# What should I do with €200,000?



## tripchamp (17 Oct 2018)

29 years old and have 200k cash sitting in the bank.. I was saving this money to buy a home but prices have exploded in these last 2 years so I'm looking away for now - I don't want to end up overpaying for real estate. 

I made this money from an online business and there's no way I can invest any money to grow the business itself. 

Me and my partner are also looking at the option to relocate to another country where we could buy a property in 1-2 years.

I have basic knowledge of investments(index funds mainly) but I also think that the market is overpriced at the moment and is in for a correction soon.

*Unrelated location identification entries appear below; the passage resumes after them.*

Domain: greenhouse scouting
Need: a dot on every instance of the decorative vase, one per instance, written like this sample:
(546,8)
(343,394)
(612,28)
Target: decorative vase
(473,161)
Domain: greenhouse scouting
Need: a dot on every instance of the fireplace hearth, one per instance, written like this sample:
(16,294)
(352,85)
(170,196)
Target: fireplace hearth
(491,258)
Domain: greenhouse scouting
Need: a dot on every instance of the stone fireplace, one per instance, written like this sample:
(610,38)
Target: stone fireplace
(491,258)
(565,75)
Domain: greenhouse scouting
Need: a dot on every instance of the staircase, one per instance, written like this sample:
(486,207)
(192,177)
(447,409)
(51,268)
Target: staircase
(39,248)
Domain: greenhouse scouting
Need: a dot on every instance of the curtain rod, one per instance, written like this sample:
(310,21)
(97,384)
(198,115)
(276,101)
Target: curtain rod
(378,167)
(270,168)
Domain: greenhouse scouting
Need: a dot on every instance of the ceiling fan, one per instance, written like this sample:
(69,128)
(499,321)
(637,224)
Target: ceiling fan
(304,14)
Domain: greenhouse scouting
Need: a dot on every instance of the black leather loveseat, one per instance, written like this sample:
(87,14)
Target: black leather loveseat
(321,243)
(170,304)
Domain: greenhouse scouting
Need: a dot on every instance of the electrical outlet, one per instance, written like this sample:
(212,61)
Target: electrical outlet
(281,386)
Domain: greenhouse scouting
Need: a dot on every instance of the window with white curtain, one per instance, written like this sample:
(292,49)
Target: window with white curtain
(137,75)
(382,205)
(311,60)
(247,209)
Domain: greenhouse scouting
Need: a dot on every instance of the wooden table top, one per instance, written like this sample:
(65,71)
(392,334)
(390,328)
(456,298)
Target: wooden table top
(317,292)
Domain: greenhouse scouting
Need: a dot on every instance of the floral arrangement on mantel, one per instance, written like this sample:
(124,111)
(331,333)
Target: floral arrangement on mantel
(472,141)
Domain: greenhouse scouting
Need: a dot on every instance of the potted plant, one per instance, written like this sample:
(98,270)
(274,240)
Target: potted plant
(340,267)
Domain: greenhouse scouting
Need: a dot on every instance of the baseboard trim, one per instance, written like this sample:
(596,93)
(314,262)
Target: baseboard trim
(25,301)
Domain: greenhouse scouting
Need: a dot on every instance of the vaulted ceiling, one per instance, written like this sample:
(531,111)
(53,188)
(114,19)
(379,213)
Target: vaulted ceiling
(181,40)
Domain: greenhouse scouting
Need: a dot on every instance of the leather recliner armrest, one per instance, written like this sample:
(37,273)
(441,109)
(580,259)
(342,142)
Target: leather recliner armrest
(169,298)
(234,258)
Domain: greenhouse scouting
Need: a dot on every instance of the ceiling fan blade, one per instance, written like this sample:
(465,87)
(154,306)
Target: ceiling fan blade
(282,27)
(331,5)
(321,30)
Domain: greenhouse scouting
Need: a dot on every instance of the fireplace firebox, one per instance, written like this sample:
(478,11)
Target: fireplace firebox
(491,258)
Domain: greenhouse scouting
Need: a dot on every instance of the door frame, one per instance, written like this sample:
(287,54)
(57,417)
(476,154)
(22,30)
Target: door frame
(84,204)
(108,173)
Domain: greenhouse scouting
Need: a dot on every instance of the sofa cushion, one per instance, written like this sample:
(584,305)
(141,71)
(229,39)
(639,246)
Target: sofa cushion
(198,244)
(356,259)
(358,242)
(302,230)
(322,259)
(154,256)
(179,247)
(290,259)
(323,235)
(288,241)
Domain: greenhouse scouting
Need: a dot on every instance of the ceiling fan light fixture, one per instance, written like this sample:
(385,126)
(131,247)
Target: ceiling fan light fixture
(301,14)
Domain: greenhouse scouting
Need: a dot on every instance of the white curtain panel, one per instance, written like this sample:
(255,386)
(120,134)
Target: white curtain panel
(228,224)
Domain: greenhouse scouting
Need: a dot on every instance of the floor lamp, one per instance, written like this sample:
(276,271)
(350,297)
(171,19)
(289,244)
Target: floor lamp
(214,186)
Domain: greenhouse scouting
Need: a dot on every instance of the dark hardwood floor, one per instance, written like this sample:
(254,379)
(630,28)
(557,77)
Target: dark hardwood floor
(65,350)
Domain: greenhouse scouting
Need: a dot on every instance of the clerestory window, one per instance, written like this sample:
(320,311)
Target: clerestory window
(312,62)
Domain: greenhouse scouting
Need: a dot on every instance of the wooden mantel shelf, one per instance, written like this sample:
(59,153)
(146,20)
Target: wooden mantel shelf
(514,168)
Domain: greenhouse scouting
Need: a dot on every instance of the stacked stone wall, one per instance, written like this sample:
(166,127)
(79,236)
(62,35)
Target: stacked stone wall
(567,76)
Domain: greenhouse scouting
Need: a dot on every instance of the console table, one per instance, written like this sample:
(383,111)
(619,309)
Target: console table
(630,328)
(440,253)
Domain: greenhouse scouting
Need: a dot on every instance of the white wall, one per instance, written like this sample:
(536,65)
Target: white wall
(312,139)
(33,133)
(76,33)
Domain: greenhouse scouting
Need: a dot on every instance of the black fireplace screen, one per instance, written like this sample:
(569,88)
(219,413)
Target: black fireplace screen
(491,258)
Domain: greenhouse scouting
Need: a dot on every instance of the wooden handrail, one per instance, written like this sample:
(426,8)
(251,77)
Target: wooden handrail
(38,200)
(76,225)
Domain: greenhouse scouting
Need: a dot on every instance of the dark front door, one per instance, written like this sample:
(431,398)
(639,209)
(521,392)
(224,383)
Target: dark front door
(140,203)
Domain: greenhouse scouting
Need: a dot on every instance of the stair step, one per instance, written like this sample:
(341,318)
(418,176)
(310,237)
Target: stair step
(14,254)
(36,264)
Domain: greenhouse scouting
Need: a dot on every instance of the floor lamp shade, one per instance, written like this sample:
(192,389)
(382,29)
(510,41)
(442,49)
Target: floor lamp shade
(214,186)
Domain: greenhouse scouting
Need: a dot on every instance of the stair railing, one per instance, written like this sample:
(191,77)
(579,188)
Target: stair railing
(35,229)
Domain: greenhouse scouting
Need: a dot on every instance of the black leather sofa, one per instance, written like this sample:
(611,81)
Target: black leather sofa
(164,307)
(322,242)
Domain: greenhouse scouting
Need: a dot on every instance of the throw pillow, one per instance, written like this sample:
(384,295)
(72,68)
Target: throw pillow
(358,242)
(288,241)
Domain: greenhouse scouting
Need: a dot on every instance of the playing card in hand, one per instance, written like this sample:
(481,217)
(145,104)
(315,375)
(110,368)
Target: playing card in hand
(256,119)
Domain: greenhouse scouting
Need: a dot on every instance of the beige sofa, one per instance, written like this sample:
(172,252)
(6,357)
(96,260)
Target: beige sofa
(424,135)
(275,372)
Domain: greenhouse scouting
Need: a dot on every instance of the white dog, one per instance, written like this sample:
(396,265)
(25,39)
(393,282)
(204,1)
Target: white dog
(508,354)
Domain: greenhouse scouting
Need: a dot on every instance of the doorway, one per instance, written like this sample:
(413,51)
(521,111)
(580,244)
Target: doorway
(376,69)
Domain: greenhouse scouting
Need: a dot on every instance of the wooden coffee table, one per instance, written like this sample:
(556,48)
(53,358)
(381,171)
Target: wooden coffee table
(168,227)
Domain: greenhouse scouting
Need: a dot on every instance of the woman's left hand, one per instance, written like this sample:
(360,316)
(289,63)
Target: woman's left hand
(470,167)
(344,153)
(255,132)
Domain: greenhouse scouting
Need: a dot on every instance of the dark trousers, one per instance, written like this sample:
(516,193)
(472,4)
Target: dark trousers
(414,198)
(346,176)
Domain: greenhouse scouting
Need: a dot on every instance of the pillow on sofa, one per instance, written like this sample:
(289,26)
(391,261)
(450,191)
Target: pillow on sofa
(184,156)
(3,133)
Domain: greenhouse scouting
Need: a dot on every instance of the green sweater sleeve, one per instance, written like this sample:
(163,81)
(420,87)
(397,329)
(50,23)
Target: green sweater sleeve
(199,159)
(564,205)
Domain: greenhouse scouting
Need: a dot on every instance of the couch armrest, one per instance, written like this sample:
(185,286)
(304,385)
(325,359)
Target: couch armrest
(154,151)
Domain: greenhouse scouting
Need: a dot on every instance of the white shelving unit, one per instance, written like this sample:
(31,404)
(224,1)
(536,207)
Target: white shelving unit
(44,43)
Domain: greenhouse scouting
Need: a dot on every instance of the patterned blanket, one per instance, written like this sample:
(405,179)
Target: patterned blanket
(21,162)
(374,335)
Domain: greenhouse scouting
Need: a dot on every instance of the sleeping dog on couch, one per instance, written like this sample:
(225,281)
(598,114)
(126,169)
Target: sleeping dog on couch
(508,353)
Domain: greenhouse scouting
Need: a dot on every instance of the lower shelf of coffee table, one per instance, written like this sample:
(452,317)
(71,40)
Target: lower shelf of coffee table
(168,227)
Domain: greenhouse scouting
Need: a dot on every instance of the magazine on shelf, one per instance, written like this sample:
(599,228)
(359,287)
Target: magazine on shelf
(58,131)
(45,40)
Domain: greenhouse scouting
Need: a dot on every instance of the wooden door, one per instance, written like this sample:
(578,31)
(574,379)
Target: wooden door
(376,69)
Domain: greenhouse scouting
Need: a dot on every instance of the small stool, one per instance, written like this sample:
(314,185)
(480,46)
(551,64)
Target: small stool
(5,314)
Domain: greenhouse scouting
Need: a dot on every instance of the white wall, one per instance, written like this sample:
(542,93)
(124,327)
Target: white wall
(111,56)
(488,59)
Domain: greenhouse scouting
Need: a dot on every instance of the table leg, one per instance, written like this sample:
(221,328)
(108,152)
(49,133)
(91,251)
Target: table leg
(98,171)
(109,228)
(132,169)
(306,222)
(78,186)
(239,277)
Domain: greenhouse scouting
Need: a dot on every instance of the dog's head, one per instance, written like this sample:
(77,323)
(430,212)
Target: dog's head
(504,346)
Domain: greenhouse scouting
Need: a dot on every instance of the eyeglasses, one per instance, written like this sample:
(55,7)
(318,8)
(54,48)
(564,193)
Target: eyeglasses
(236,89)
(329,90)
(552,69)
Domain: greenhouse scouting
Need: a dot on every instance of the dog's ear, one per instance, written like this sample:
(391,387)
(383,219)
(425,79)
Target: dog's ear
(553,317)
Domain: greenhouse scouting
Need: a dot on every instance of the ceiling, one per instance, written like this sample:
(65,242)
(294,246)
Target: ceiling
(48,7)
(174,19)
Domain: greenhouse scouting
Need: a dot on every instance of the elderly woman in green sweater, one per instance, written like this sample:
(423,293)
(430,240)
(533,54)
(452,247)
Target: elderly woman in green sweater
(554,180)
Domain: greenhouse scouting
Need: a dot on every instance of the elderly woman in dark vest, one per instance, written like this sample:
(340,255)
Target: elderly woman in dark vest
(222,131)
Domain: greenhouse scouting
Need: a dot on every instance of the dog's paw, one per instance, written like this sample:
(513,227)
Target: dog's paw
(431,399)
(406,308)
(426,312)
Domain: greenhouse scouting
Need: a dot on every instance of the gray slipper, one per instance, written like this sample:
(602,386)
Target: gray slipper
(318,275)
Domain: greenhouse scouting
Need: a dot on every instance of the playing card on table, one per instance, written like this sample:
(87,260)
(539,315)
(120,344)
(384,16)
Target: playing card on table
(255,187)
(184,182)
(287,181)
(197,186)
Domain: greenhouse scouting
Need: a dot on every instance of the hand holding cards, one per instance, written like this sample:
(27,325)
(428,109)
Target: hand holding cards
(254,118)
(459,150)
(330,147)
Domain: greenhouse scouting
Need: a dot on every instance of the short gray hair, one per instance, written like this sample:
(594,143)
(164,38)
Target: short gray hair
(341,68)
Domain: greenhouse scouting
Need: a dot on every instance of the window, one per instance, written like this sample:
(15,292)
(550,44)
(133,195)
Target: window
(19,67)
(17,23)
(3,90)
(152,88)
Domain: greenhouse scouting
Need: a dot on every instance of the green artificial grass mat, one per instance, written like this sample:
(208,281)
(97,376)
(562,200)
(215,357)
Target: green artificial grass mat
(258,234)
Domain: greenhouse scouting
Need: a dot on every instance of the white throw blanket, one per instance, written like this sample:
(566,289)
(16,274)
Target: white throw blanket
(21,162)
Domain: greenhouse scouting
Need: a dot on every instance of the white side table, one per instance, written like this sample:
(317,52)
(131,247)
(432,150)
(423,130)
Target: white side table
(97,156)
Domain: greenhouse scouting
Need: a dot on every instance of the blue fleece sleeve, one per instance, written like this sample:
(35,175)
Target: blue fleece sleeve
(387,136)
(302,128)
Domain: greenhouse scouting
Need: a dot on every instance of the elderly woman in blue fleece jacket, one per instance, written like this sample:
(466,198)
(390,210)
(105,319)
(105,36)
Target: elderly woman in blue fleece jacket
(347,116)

Is it all that bad to just leave the money in the bank without earning any significant interest(.75% yearly)?


----------



## rob oyle (17 Oct 2018)

For the timeline you have, placing on deposit is the most sensible option.


----------



## tripchamp (18 Oct 2018)

Okay Rob I understand thanks... So what's the minimum timeline one must have if he wants to invest in the stock market?


----------



## Zenith63 (18 Oct 2018)

tripchamp said:


> So what's the minimum timeline one must have if he wants to invest in the stock market?


There's no firm number on it and it's also dependent on your risk appetite, how much you want that house etc.

One consideration is that there is a cost to enter and exit the stock market, it varies hugely but if you're paying stamp duty of 1% to buy and sell, then maybe 1% to a broker to buy and sell, you're down 4% immediately.  If you assume the stock market brings an average return somewhere around 4-6%, then investing for one average year would likely bring you to break even, invest for two years and maybe you're a couple of % per annum etc.  So for 1/2/3 years it probably makes more sense to try and find a decent deposit account.

Thinking about risk though, if you had invested in October 2007 your €200k would be worth less than €100k a year later in the stock market or €202k in a bank account.  You would have had to wait until mid 2013 just to get back to €200k in the stock market, while your bank account would have had €212k in it.  Depending on your risk appetite maybe you would have ridden that out no problem, but you may have decided to get out as the markets kept tumbling in 2008 and never got back to €200k.

Thinking about opportunity cost, in the above example, when the market crashed so did house prices, your €100k in stocks would be useless to you as you'd want to let that ride out the dip, but your €200k+ in a bank account could now buy you a house that might be worth €500k today.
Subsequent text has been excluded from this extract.